Mr Macron was misinterpreted by some last week who strain to discern an agreement between the EU and the UK in what he said. When Mr Macron stated he wanted reform of the EU he went back to the old idea of accelerated union and integration for an inner group. He then wants the UK to fit into an outer circle, where doubtless he thinks we should be rule-takers. We would be grouped alongside eastern European countries who may want fuller integration but are not welcomed or thought to be ready by the elite countries to join the core of the Euro.

Mr Macron thinks France, Germany, the Netherlands, Belgium and Luxembourg, five of the original six founders of the EU, and maybe Spain, are ready to move to a single budget, a single Finance Minister and a joint foreign and security policy. Italy would probably be told if they want to be part of this inner core they have to forget all their wishes to change the budget strategy and to bin their request to toughen migration and border controls. There would be no room for dissenters in the core. The UK will of course be “offered” a security and defence partnership, because the UK provides more already to European defence than our GDP share would imply. The EU would like access to our two carrier groups and to the squadrons of F 35 fighter bombers, as well as to our Intelligence services. The EU has in mind some kind of Association Agreement with the UK, which is a watered down version of the EU Treaty without the voting rights and place at the table to complain in person about bad laws and bad policies.

Mr Macron’s vision is backward looking and out of time. Mrs Merkel is finding it very difficult to hold her coalition together, and will be in no position to offer a joint budget and common Finance Minister given the antipathy of German electors to the idea of Germany paying more and sponsoring a so called transfer union.
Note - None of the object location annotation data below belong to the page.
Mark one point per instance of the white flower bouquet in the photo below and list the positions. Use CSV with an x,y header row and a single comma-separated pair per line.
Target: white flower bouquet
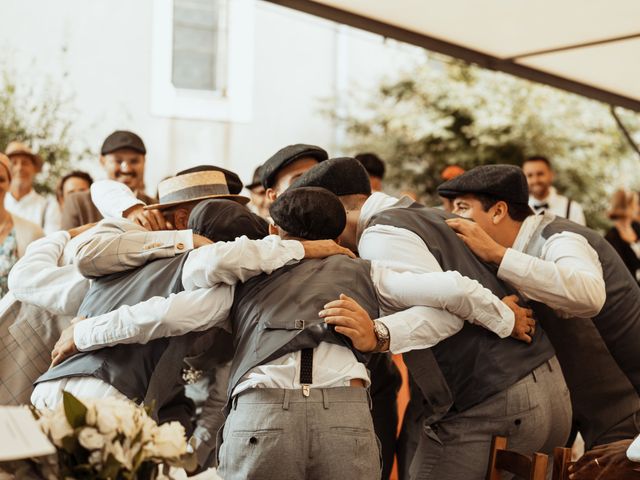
x,y
108,439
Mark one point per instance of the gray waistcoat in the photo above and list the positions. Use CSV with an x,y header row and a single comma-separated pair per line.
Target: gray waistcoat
x,y
276,314
600,358
129,368
474,364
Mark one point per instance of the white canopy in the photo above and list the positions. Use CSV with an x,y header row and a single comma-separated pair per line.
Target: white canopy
x,y
590,47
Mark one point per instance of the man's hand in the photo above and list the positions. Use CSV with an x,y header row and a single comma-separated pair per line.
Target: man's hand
x,y
351,320
524,326
324,249
200,241
477,240
606,462
65,347
149,219
74,232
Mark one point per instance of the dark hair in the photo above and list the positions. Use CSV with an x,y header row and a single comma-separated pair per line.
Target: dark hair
x,y
538,158
517,211
372,163
76,173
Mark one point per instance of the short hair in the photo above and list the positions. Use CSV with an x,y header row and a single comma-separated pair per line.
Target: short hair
x,y
517,211
372,163
538,158
75,173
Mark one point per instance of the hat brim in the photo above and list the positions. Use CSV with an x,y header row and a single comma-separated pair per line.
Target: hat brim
x,y
161,206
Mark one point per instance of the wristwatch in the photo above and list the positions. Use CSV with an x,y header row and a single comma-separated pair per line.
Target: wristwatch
x,y
382,335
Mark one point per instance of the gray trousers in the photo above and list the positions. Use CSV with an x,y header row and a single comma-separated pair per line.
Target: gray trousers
x,y
534,414
280,434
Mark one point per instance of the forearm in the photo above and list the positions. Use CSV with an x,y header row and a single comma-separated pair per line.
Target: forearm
x,y
155,318
420,327
38,280
450,291
561,284
240,260
110,249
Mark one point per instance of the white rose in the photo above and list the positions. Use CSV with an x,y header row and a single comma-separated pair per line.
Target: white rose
x,y
115,448
59,427
105,420
168,441
90,438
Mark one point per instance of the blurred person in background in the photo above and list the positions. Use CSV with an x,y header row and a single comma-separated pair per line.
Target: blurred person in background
x,y
375,167
73,182
449,173
542,194
22,199
15,232
624,236
258,195
123,157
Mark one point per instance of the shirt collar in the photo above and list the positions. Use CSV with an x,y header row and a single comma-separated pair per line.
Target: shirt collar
x,y
376,203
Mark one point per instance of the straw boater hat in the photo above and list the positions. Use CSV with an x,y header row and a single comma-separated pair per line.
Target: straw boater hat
x,y
194,186
19,148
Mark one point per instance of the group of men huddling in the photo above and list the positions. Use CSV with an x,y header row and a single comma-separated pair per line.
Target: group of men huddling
x,y
284,334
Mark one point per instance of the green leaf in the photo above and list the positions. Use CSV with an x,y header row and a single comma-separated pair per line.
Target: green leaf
x,y
74,410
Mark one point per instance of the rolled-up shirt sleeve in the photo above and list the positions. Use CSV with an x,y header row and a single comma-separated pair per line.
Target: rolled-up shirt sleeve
x,y
567,277
421,327
240,260
157,317
112,248
450,291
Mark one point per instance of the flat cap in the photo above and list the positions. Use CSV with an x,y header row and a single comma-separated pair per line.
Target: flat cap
x,y
311,213
286,156
121,139
341,176
504,182
222,220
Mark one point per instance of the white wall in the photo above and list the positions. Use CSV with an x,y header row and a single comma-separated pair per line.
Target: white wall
x,y
100,52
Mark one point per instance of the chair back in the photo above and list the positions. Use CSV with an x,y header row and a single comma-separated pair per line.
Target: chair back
x,y
523,466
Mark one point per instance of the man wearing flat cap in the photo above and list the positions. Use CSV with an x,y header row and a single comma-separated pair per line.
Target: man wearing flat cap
x,y
587,301
465,379
22,199
287,164
122,157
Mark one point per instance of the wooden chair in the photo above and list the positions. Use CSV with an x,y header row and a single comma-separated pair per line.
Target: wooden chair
x,y
523,466
561,462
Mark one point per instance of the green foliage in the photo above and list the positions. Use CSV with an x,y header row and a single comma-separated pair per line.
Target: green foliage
x,y
39,117
445,112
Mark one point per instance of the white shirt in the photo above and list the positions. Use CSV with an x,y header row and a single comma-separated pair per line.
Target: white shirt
x,y
404,251
558,206
567,277
112,198
37,209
As transfer unions are central to most countries with their own currencies this remains a major stumbling block for the Euro. Mrs Merkel’s traditional coalition partners, the CSU, face a difficult election in Bavaria in October, where they could lose control of their Lander Parliament thanks to AFD candidates. This means Mrs Merkel has to pose as tough on matters European and migratory for the next two months.

Mr Macron will also alienate many of the keen members of the EU that are excluded from his inner core. The countries to the south – or their governments – believe in the Euro scheme and were expecting a bit more financial and budget leeway. Instead, Mr Macron seems to envisage more budget flex only for the chosen few that have passed the austerity test and joined the core. He will also continue to annoy the Hungarians and Poles who are the new naughty boys of the bloc, wanting the whole institution to adopt anti-migrant policies.

It is going to prove a problematic few months for the EU, with Macron and Merkel in disagreement and with Italy pressing hard for changes to both migration and budget policies. Mrs Merkel usually gives in to pressure, so expect German policy to move to a more anti-migrant stance.